Cleaning House
Photo credit: Juan Pablo Serrano Arenas and Josh Chiodo.
Months after the accident, we’re clearing out your house.
It’s a daunting task for such a small place. Books everywhere. Endless vinyl but no turntable. Shelves of souvenirs from the same places as the stickers on the back of your charred and crumpled Jetta. You and Jake went everywhere together.
“Where’s the bathroom?” Boon says.
“How should I know?” I let empty boxes fall to the floor.
Somehow the kitchen smells like fresh bread. The cabinets are crammed with mismatched service for an army. Mikasa. Corelle. Generic Christmas plates. A not-quite-repaired teacup that should have been tossed: wabi-sabi gone awry, looking for beauty in the broken. A twinge of panic when I see the photo of me and Boon tacked to your fridge with a heart magnet over Boon’s face. I hold my breath, but he says nothing about it, puts it in a box with other mementos.
He does scoff at your photo of the Obamas. Remember what you said before you moved out here? I just want you to be happy. Find someone who looks at you the way Barack looks at Michelle. I eloped with Boon anyway. It didn’t feel like taking sides.
“Neither of you got your mother’s OCD, that’s for sure,” Boon says. I say nothing and squeeze past him to get to the bedroom. A screen door slaps as he heads out to the garage. “Maybe they got a mint Corvette under a tarp,” he says.

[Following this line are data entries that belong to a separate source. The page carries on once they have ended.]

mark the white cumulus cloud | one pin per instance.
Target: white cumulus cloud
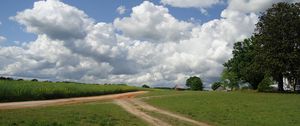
(148, 47)
(121, 9)
(191, 3)
(2, 39)
(152, 23)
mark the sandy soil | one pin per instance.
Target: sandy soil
(126, 100)
(134, 106)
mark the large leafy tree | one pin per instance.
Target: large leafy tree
(278, 41)
(195, 83)
(243, 66)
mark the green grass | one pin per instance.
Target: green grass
(12, 90)
(88, 114)
(231, 108)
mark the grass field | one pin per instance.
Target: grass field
(88, 114)
(12, 90)
(231, 108)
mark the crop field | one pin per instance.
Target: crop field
(86, 114)
(231, 108)
(12, 90)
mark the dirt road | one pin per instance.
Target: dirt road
(29, 104)
(135, 107)
(126, 100)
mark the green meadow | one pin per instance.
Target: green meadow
(240, 108)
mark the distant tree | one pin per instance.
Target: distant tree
(243, 63)
(145, 86)
(264, 85)
(278, 41)
(230, 79)
(216, 85)
(194, 83)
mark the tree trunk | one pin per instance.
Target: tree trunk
(280, 82)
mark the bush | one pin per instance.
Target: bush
(195, 83)
(216, 85)
(264, 85)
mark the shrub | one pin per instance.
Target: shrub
(195, 83)
(216, 85)
(264, 85)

The bed’s barely made. Boxers and a tattered Cure t-shirt that missed the hamper. Jesus, you still have a VCR? A cache of old anniversary cards inside a night table drawer. An unmarked VHS tape. I pop it in the machine, sit on the edge of the bed. The TV flickers, lines stretch and crawl up the screen as you beam in from an earlier time and place, naked. I forgot about the birthmark on your left breast. Jake’s voice comes from the other side of the camera. They’re his legs you’re leaning on.
“You sure about this?” he says. You look playful as you consider the answer.
“Yes,” you say, and you begin.
A moment later you lift your head and affect a porn star voice. The two of you laugh and the camera shakes. He jokes about being able to see over his gut. He’s not fat, just doughy. You both are.
Everything in me says to turn it off, but I can’t. You’re as alive and unguarded as anyone can be.
The screen blinks and you’ve switched places. He’s making noises between your thighs and the camera shakes again. Laughing turns to sweetness. Only now do I feel like an intruder. The scene tilts as the camera slips. You whisper that you need to put it down.
“What the hell is wrong with you?” Boon says from the doorway. I fumble the remote, wipe my eyes on my sleeve. He tries and fails to eject the tape, yanks the dusty power cord from the wall and storms out.
I pack the last boxes, my heart pounding, ears burning. Boon’s saying something at the front door. But all I hear is your laughter.